How can private insurance account for only about a third of expenditures when the number of individuals covered by private health insurance stood at 70 percent in the mid-2000s? This seeming contradiction is easily explained by limitations in what private health insurance covers. For private health insurance to be financially viable, anyone with chronic disease, pre-existing illness or a profile that puts them at higher risk for illness (e.g., minorities or women), will have to pay higher premiums on average for limited benefits. As a result, low- to middle-income people meeting any of these conditions are often priced out of the private insurance market and end up receiving health services from public insurance or publicly funded health care facilities. This latter form of health care funding is the most hidden aspect of our health care system.
The reliance of private players on public funding is so paramount—and will become even more so after the creation of health insurance exchanges—that public-private distinctions become meaningless. Under the new health care reform, the government (state and federal) will (1) determine the basic benefit package that all health insurance plans must provide to participate in the insurance exchange; (2) more heavily regulate private insurance companies, including barring actuarial risk rating when setting premiums; (3) provide public subsidies for some families to purchase health insurance on the exchange; and (4) provide public health insurance (Medicaid) for individuals below 133 percent of poverty. Can one clearly label the new health insurance arrangements predominantly private? Of course not.
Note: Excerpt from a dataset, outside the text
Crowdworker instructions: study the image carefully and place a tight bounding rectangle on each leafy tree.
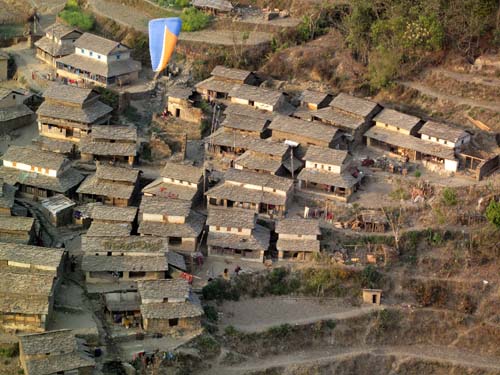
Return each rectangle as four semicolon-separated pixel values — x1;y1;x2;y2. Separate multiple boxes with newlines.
486;200;500;229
The danger of believing in the "predominantly private" myth is that it prevents Americans from understanding the significance of the health care reform bill and from seeing what is still possible as we move forward. If private actions occur with public funding, then we have a right to demand accountability. It is crucially important that the American people claim a voice under this predominantly publicly funded health care system.
Colleen Grogan is a professor at SSA and co-chair of the Center for Health Administration Studies.